La ausencia de oído y de ritmo reafirman la sensación de insensibilidad. Una insensibilidad dotada para el mando en un castillo o en un galeón inglés del siglo XVIII. Esa risa suya en medio del baile. La risa artística en medio del desastre interpretativo. La risa sardónica de “me atrevo a bailar aun bailando así” es escalofriante. Invita a no reír, por si acaso. Yo el baile lo he visto en internet, pero aún así he mirado alrededor antes de esbozar cualquier mínimo gesto de chanza. Que se lo digan a aquel pobre guardiamarina.
Esa esquelética forma de bailar de Theresa May, más allá de aquella especie de recepción, y de gesto, colonial en Kenia, va construyendo una entidad nueva, como de salida dichosa de armario. De happy Brexit. Yo lo aprecié levemente tras verla iniciar la segunda vuelta en redondo, mientras movía los brazos como una gallina (era el baile de los pajaritos), completamente encorvada.

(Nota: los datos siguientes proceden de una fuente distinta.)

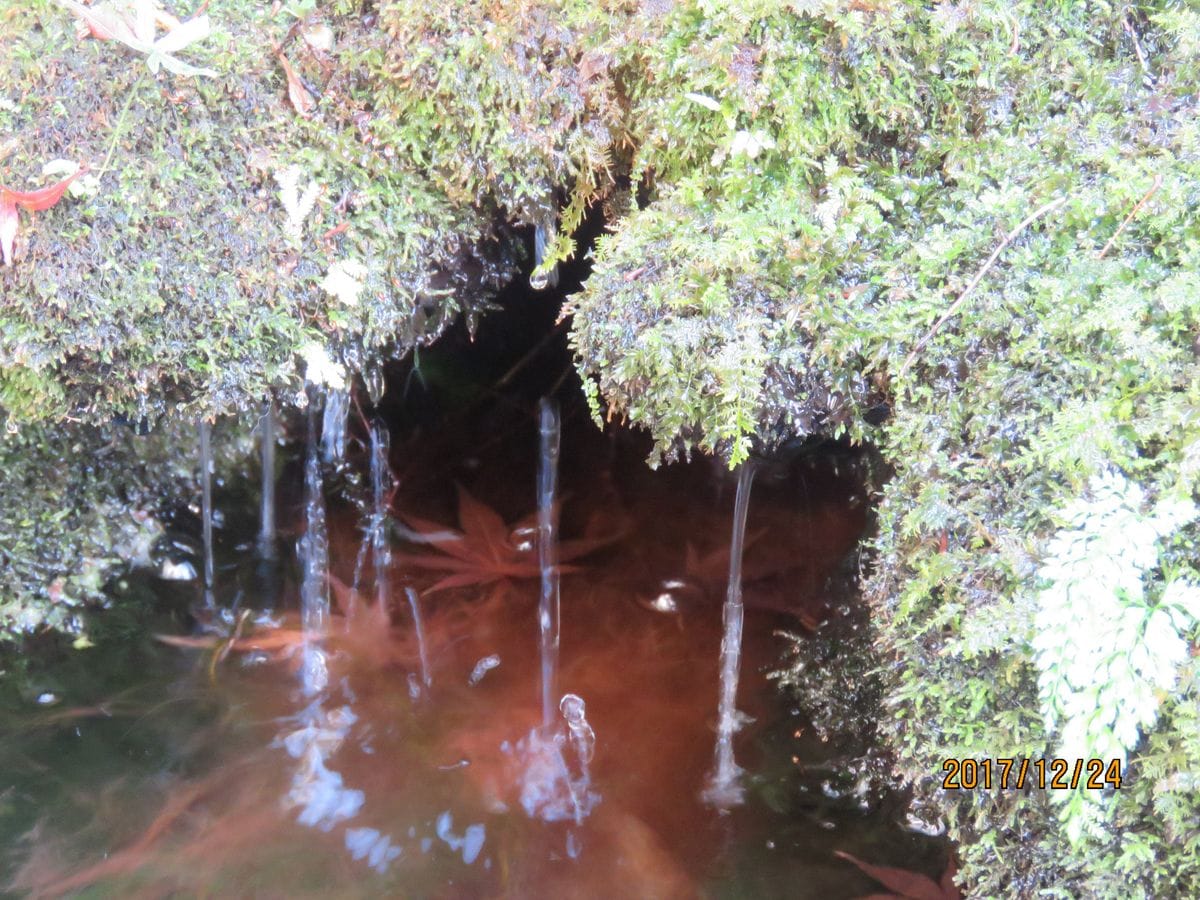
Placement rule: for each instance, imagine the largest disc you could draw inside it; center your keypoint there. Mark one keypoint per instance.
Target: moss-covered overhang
(219, 231)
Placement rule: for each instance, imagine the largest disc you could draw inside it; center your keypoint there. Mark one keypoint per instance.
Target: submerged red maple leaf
(906, 885)
(486, 550)
(31, 201)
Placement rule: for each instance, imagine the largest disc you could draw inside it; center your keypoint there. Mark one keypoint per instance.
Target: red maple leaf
(483, 552)
(906, 885)
(31, 201)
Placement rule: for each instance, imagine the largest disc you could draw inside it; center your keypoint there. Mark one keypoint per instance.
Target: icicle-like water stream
(207, 508)
(267, 508)
(550, 430)
(313, 551)
(723, 790)
(377, 523)
(333, 426)
(285, 751)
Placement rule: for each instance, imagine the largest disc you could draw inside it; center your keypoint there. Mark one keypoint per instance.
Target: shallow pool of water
(143, 768)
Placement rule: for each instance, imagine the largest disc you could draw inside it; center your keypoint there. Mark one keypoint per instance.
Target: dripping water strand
(377, 527)
(207, 508)
(333, 425)
(313, 553)
(414, 604)
(724, 790)
(550, 430)
(267, 517)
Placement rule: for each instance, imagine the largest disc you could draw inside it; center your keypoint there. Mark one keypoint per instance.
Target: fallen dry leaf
(297, 91)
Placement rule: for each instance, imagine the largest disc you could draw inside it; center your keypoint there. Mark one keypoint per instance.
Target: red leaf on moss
(297, 91)
(33, 201)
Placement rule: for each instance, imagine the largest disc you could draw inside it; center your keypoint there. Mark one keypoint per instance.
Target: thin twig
(1153, 189)
(963, 298)
(120, 125)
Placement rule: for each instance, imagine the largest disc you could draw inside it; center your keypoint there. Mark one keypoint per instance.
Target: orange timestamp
(1015, 774)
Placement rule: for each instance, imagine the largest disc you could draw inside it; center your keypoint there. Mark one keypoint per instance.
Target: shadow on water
(202, 766)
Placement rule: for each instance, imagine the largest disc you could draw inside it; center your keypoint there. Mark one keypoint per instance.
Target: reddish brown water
(214, 777)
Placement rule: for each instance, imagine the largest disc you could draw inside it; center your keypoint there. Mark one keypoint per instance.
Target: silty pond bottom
(210, 765)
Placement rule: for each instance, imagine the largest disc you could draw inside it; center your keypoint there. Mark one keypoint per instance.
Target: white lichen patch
(319, 366)
(297, 203)
(345, 280)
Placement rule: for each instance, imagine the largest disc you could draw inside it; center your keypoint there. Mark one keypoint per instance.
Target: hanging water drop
(373, 381)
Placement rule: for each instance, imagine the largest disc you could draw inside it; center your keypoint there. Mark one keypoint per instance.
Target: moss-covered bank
(978, 215)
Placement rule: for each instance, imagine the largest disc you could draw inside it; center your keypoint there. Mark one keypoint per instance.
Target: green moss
(827, 181)
(180, 287)
(77, 505)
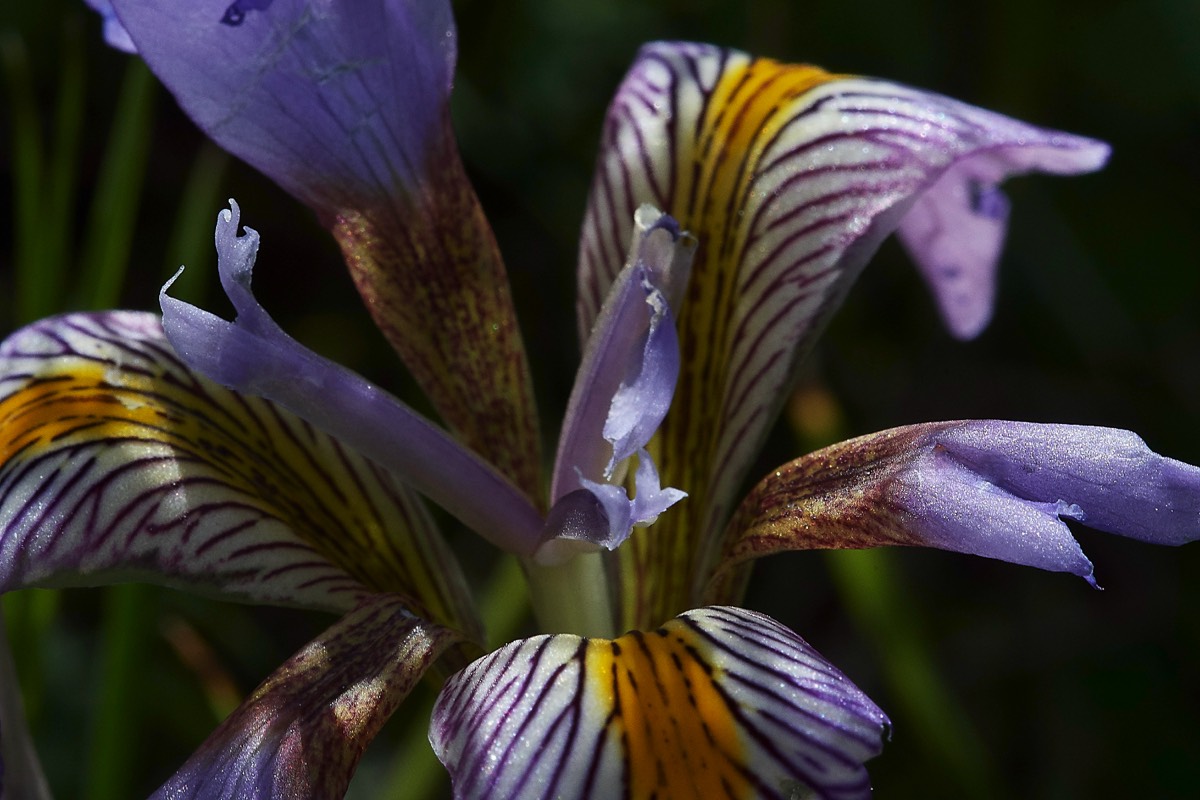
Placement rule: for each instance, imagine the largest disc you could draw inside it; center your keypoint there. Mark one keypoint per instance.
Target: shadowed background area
(1001, 681)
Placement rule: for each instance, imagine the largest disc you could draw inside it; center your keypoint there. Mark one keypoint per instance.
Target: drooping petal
(717, 703)
(303, 732)
(21, 774)
(345, 106)
(118, 463)
(991, 488)
(790, 178)
(330, 104)
(253, 356)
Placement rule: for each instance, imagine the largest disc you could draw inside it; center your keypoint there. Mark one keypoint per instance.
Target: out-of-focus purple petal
(955, 228)
(991, 488)
(631, 360)
(255, 356)
(719, 699)
(115, 35)
(21, 774)
(790, 178)
(335, 103)
(301, 733)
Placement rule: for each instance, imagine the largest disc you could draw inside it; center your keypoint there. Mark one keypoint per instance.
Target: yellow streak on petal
(715, 199)
(676, 727)
(205, 431)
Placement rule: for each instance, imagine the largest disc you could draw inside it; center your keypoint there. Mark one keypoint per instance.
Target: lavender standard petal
(631, 360)
(955, 229)
(330, 101)
(253, 356)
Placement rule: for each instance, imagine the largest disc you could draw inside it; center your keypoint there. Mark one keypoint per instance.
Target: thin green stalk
(125, 632)
(114, 206)
(27, 170)
(583, 581)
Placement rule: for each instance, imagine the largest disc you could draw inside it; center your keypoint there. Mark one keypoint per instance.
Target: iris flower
(736, 200)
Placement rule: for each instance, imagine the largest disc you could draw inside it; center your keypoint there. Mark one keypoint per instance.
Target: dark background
(1054, 690)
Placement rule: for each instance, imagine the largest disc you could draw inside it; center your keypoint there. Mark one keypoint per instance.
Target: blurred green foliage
(1053, 690)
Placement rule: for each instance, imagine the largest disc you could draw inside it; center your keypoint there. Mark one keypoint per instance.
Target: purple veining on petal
(253, 356)
(552, 716)
(340, 103)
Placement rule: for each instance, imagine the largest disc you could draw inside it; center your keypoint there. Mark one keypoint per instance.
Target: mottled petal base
(301, 733)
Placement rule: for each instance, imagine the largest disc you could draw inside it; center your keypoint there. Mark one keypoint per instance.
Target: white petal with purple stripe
(718, 703)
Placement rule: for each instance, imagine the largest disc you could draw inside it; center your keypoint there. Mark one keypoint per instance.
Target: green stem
(573, 597)
(115, 726)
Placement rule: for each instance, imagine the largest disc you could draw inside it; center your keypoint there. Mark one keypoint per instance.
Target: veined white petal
(119, 463)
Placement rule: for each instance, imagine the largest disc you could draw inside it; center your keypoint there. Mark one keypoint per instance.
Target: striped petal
(117, 462)
(717, 703)
(301, 733)
(253, 356)
(993, 488)
(346, 107)
(790, 176)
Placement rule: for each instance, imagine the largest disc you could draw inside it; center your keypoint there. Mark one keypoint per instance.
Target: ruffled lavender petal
(719, 702)
(955, 228)
(333, 101)
(21, 774)
(301, 733)
(991, 488)
(256, 358)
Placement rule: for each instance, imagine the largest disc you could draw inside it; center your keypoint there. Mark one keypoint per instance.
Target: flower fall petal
(255, 356)
(790, 178)
(717, 703)
(347, 108)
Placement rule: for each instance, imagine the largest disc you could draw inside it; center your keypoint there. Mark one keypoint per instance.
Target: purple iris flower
(736, 200)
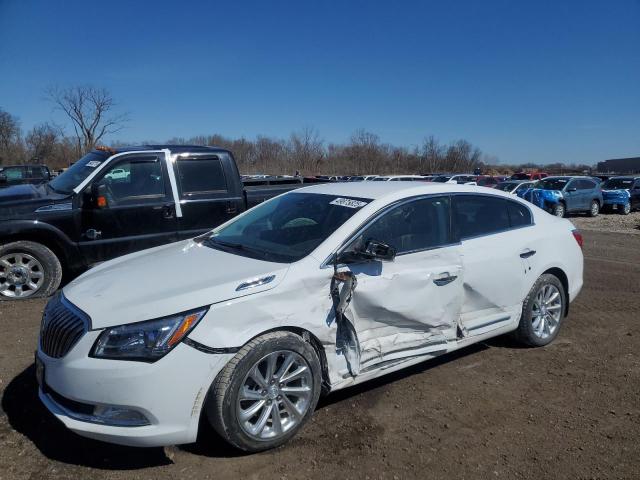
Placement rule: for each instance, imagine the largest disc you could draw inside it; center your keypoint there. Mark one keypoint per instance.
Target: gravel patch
(609, 222)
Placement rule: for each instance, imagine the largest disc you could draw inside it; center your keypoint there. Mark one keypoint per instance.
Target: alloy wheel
(275, 395)
(546, 311)
(21, 275)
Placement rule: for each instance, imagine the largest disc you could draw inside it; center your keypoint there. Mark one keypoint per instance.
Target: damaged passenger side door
(406, 307)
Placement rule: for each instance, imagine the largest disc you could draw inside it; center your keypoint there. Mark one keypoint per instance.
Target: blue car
(561, 195)
(621, 194)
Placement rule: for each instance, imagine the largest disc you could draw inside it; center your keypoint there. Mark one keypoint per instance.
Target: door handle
(168, 211)
(93, 234)
(231, 208)
(444, 279)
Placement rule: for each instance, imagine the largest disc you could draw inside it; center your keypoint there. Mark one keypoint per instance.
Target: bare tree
(10, 137)
(306, 150)
(90, 110)
(42, 141)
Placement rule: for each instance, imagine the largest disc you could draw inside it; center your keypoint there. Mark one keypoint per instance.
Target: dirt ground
(570, 410)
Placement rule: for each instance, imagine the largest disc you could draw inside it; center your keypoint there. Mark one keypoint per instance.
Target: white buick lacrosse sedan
(313, 291)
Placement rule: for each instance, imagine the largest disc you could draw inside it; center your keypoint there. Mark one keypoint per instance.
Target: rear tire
(542, 312)
(28, 270)
(246, 384)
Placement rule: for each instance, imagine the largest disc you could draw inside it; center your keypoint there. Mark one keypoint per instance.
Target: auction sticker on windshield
(348, 202)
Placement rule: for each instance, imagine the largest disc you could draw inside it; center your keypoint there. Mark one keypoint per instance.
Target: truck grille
(62, 326)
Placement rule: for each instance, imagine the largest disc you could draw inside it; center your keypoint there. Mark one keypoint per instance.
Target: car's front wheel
(559, 210)
(542, 312)
(28, 270)
(266, 393)
(624, 209)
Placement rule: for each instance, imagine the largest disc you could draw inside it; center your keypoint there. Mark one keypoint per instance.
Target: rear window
(477, 215)
(199, 176)
(519, 215)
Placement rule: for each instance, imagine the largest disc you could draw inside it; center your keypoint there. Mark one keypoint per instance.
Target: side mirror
(99, 195)
(373, 250)
(379, 250)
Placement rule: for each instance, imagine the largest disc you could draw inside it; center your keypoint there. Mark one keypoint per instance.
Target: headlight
(146, 341)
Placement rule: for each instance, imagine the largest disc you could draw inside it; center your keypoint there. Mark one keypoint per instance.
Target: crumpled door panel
(398, 311)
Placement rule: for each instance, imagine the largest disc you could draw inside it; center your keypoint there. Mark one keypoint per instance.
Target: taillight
(578, 236)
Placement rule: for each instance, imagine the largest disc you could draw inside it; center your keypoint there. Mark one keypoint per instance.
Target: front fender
(44, 233)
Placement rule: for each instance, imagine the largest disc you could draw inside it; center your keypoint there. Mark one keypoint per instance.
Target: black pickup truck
(113, 202)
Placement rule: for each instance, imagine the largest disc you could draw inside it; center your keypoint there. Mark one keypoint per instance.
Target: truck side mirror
(99, 195)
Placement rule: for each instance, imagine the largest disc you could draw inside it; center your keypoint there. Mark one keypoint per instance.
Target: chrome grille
(62, 326)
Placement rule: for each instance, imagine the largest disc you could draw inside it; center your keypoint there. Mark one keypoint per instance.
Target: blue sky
(539, 81)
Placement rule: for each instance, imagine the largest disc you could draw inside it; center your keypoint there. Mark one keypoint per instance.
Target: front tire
(28, 270)
(559, 210)
(266, 393)
(542, 312)
(624, 209)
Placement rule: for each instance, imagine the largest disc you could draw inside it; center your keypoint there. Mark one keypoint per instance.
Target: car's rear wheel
(624, 209)
(559, 210)
(542, 312)
(266, 393)
(28, 270)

Los aplausos azorados del público sin duda la animaron al bis, que concedió con una magnanimidad de almirantazgo, la soltura que en su caso era un cada vez más notorio anquilosamiento. Fue el triunfo del anquilosamiento, de la rigidez, de las armaduras y de la dureza de oído convertida en éxito como en el karaoke de La boda de mi mejor amigo. Tanto debió de ser, que no encontró mejor manera de presentarse hace unos días en la Conferencia Anual del Partido Conservador que salir el escenario bailando, otra vez.
Si bien no fue tan intenso como en Nairobi (donde quizá sintiera la ebullición de la conquista, de la superioridad), sí se pudieron apreciar los movimientos esenciales de la coreografía teresiana como el estatismo de las extremidades, zarandeadas en bloque, que da la impresión de hacerlas chirriar. De ahí, quizá, el volumen elevado de Dancing Queen (y el gesto inseguro, vergonzoso, de la Premier), que no pudo acallar el griterío de sus conmilitantes quienes, a pesar de estar escondidos bajo las pancartas de “Opportunity”, también parecían una tripulación.